Counsel: Miss Metcalfe ...
Metcalfe: Mrs Metcalfe.
Counsel: I beg your pardon?
Metcalfe: My name is Mrs Metcalfe.
Counsel: Are you married?
Counsel: Then how can you be Mrs Metcalfe?
Metcalfe: My name, Metcalfe, is an assumed name. If one can have an assumed name, one can also have an assumed marital status. I have assumed the marital status of Mrs.
Counsel: I see. Well, Mrs Metcalfe, do you remember writing in your weekly column the words: "We must all eat less dairy and milk products."
Metcalfe: Yes. I write those words almost every week of my life in some magazine.
Counsel: Do you ever regret writing them?
Metcalfe: Yes. I now realise they are all wrong.
Counsel: Ha! Wrong, eh?
Metcalfe: Yes. I now realise I should be writing: "We must all eat fewer dairy and milk products."
Judge: She's got you there, old boy! A palpable hit!
Counsel: Yes, m'lud. Come come, Mrs Metcalfe, is that your only cause for regret? Have you never thought of the dairy and milk farmers?
Metcalfe: Which dairy and milk farmers?
Counsel: The dairy and milk farmers who are going to be put out of work by your thoughtless words! The dairy and milk farmers who rise before dawn to care for their cows and go to bed after an evening struggling with the VAT, so that the citizens of this fair country can be kept supplied with their milk, cheese and low-fat spreads! The dairy and cheese farmers who, after your appallingly thoughtless words had driven people to give up dairy products, might be cast out of a job, obliged to sell their ancestral lands and forced to wander the streets in search of sustenance!
Counsel: No, what?
Metcalfe: No, I have never thought of them. Not in that light, anyway. I have always thought of dairy farmers as merchants of death, bringing lethal doses of cholesterol and saturated fats to their unwitting clientele. Milk and cheese are killers!
Counsel: Isn't that a touch melodramatic?
Metcalfe: You wouldn't say that if you had had a marriage partner struck down in the prime of life by clogged arteries.
Counsel: I am so sorry.
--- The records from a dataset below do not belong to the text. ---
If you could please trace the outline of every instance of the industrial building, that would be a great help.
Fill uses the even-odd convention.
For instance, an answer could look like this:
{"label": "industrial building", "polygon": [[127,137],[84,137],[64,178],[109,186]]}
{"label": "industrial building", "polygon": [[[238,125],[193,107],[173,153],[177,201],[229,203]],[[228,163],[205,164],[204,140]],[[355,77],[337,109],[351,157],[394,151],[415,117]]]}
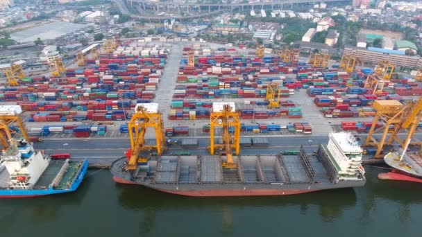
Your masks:
{"label": "industrial building", "polygon": [[15,5],[13,0],[0,0],[0,8],[5,8]]}
{"label": "industrial building", "polygon": [[253,40],[256,39],[262,39],[264,42],[271,42],[274,40],[274,36],[276,35],[276,32],[271,30],[257,30],[253,33],[253,36],[252,38]]}
{"label": "industrial building", "polygon": [[326,37],[326,44],[332,46],[335,44],[337,43],[337,40],[339,40],[339,33],[337,30],[330,29],[328,30],[328,33],[327,34],[327,37]]}
{"label": "industrial building", "polygon": [[418,47],[412,42],[407,40],[396,40],[394,42],[396,49],[400,51],[411,51],[413,53],[418,53]]}
{"label": "industrial building", "polygon": [[318,25],[316,26],[316,32],[328,30],[328,28],[332,27],[335,26],[335,22],[332,19],[332,18],[330,17],[325,17],[321,19],[319,21],[318,21]]}
{"label": "industrial building", "polygon": [[420,56],[410,56],[405,53],[396,50],[371,48],[368,49],[354,46],[346,46],[344,54],[351,55],[363,62],[378,63],[380,60],[387,60],[396,67],[419,69],[422,67],[422,58]]}
{"label": "industrial building", "polygon": [[314,28],[310,28],[302,37],[302,41],[310,42],[311,40],[312,40],[312,37],[315,35],[315,33],[316,33],[316,30]]}
{"label": "industrial building", "polygon": [[394,49],[394,43],[393,40],[388,36],[382,37],[382,49]]}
Has that happened to you?
Metcalfe: No. But it would have been tragic if it had happened. Dairy farmers are no better than arms manufacturers. They are both making potentially lethal weapons.
Counsel: Surely there is a difference?
Metcalfe: Name one.
Counsel: Well, you can make a wonderful pudding out of double cream and strawberries, but you can't do it with a Kalashnikov semi-automatic rifle ...
Metcalfe: Yes, you can.
Metcalfe: Well, you could waltz into the kitchens of the Savoy waving a loaded Kalashnikov and shout: "Make me a wonderful pudding out of double cream and strawberries, because if you don't the head chef gets his innards smeared across the floor like a tomato coulis!" That should work.
Counsel: What if the staff hate the head chef and refuse to obey? What if they can't wait to stand by while he is reduced to offal?
Judge: Hold on! Hold on! I can't make head or tail of this! A telephone rings in court. Who the devil has got a mobile phone in court? Oh, hold on, it's mine. Answers mobile phone. Hello? Yes? Yes? Oh, yes. Ah! That's very reasonable! OK, I'll put pounds 300 on at 40-1. Thanks. He puts down the telephone. Sorry about that, gents - just placing a last-minute bet on the Tory leadership contest. Bit of a flutter on Thatcher coming in as a wild card for the second round. Now, where were we?
Man in public gallery: I must warn you that I am a lawyer representing McDonald's, and if you so much as mention our name, you won't know what hit you!